While experimenting with Vincent's answer, I found a couple of problems. Basically, if you perform updates within a foreach loop, this will move the document to the end of the collection and the cursor will reach that document again (example). This can be circumvented if $snapshot is used. Hence, I am providing a Java example below.

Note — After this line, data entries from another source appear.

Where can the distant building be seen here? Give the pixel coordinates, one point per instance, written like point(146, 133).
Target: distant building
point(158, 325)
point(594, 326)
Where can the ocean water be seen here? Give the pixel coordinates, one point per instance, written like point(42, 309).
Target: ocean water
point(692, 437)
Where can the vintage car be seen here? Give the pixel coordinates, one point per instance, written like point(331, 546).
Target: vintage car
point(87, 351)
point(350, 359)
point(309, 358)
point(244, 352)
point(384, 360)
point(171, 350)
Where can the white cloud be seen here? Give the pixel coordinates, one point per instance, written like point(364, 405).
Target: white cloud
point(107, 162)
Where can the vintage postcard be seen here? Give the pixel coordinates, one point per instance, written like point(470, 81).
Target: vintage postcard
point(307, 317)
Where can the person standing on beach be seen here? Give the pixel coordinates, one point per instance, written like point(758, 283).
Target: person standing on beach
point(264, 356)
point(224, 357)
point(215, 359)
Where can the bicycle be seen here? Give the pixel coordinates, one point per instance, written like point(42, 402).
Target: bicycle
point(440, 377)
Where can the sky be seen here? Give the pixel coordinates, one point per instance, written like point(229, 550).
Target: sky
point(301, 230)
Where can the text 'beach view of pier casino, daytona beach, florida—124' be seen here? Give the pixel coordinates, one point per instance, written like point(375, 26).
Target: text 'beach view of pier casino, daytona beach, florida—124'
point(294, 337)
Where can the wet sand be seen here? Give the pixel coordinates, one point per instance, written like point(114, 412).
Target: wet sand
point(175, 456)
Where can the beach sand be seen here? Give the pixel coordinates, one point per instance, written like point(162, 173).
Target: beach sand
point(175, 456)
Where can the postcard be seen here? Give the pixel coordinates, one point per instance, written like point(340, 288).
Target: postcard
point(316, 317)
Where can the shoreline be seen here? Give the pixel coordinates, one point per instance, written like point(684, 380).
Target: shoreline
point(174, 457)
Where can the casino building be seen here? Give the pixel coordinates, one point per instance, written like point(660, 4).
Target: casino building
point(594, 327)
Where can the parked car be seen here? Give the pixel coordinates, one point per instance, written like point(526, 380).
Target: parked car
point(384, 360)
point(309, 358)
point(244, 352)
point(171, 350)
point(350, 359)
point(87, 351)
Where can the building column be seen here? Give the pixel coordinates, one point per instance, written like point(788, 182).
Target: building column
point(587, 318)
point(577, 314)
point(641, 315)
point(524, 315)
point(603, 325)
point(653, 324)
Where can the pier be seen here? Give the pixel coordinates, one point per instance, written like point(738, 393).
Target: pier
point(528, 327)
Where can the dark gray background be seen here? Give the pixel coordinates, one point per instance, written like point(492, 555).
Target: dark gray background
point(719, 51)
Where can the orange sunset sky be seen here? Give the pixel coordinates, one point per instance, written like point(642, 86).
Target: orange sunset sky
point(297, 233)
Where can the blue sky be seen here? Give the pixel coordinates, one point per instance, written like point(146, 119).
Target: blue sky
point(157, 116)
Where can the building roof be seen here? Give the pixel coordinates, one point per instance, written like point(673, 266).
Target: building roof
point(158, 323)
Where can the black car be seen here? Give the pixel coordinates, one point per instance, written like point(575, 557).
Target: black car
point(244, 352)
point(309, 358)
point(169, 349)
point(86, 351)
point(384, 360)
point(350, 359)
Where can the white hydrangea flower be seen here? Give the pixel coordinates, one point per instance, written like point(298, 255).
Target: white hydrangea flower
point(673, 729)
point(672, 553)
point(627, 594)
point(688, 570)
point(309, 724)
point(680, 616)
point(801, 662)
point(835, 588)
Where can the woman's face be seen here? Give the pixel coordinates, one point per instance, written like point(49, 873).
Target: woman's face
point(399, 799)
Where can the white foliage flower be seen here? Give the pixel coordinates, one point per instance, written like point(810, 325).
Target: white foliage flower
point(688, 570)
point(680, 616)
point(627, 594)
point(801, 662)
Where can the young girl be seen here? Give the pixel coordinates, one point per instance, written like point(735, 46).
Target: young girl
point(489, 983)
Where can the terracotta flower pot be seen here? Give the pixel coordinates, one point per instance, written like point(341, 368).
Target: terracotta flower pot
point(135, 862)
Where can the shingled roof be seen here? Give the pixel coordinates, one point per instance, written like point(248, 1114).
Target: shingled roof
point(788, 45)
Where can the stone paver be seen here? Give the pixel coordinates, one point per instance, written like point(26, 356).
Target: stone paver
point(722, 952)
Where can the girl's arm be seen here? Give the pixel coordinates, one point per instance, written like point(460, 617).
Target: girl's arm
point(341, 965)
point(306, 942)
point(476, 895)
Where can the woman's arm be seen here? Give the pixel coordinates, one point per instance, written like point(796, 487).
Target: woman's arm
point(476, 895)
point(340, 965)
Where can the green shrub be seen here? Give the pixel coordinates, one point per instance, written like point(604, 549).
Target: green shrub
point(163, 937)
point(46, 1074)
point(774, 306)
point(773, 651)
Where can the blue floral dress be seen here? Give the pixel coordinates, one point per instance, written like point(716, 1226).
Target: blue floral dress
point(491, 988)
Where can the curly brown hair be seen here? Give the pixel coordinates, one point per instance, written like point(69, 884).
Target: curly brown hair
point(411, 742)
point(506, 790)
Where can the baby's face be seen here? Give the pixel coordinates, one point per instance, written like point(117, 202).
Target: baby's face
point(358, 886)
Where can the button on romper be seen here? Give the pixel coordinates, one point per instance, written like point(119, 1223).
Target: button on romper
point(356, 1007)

final List<WriteModel<Document>> bulkUpdate = new ArrayList<>();
// You should enable $snapshot if performing updates within foreach
collection.find(new Document().append("$query", new Document()).append("$snapshot", true)).forEach(new Block<Document>() {
#Override
public void apply(final Document document) {
// Note that I used incrementing long values for '_id'. Change to String if
// you used string '_id's
long docId = document.getLong("_id");
Document subDoc = (Document)document.get("value");
WriteModel<Document> m = new ReplaceOneModel<>(new Document().append("_id", docId), subDoc);
bulkUpdate.add(m);
// If you used non-incrementing '_id's, then you need to use a final object with a counter.
if(docId % 1000 == 0 && !bulkUpdate.isEmpty()) {
collection.bulkWrite(bulkUpdate);
bulkUpdate.removeAll(bulkUpdate);
}
}
});
// Fixing bug related to Vincent's answer.
if(!bulkUpdate.isEmpty()) {
collection.bulkWrite(bulkUpdate);
bulkUpdate.removeAll(bulkUpdate);
}
Note : This snippet takes an average of 7.4 seconds to execute on my machine with 100k records and 14 attributes (IMDB dataset). Without batching, it takes an average of 25.2 seconds.